On the master a minimal auto_increment table is created and populated with test data, doubling the number of rows in that table with every transaction.
So both the master and slave table should always have a row count that is a power of two.
When going from 32768 to 65536 rows on the master the slave fails to catch up, it doesn't report any error but the number of rows on the slave tables usually ends up in the 36-37k range with the largest auto_increment id in that table at around 44k. Both should be either 32768 or 65536, depending on whether the last replicated transaction was committed successfully on the slave or rolled back
Another oddity is that the master usually (but not always) gets an
ERROR 1297 (HY000): Got temporary error 4010 'Node failure caused abort of transaction' from NDBCLUSTER
on the last transaction, the number of rows doubled by the last transaction though nonetheless so the transaction was actually commited and *not* aborted as claimed ...

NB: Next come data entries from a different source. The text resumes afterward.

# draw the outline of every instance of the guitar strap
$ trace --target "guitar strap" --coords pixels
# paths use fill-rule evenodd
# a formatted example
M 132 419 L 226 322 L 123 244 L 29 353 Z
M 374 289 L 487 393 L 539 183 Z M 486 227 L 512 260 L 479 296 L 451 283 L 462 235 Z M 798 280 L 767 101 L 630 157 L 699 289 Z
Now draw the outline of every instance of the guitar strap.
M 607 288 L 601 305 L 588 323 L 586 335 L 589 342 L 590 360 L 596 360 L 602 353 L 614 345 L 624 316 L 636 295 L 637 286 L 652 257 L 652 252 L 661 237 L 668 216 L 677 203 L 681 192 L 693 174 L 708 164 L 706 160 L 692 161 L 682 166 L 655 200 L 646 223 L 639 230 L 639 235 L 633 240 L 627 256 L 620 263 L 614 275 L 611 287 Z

I did about 4-5 test runs, only on the first one i didn't get the node failure message (caused by SendBuffer overflow). *Maybe* it was just not reported by the mysqld, although i'm pretty sure both nodes were still up and running at that point, i can't really verify this anymore though ...
How to repeat:
Create a simple master-slave cluster replication setup (2 nodes, 2 replicas, row based replication, all parameters using default settings)
On the master do:
CREATE TABLE t1 (i INT PRIMARY KEY AUTO_INCREMENT) ENGINE=ndb;
INSERT INTO t1 VALUES (0); -- first data row using auto_increment
then repeat
INSERT INTO t1 SELECT 0 FROM t1; -- double the row count using auto_inc
until the number of rows affected reaches 32768, so that a total of 65536 rows is in the test table.
A "SELECT COUNT(*) FROM t1;" on the master will always show 65536, even when the "node failure, transaction aborted" message appears.
The slave on the other had will only partially apply the last transaction and will so get seriously out of sync with the master. To make things worse there slave does not seem to report the problem in any way so it could go unnoticed for quite a while ...
This is not just a COUNT(*) glitch, a "SELECT * FROM t1 ORDER BY i;" shows the same number of rows and the row gaps in the 32769-65536 range are clearly visible.
Suggested fix:
This may be related to auto_increment, so i will try to create a non-autoincrement test case, too.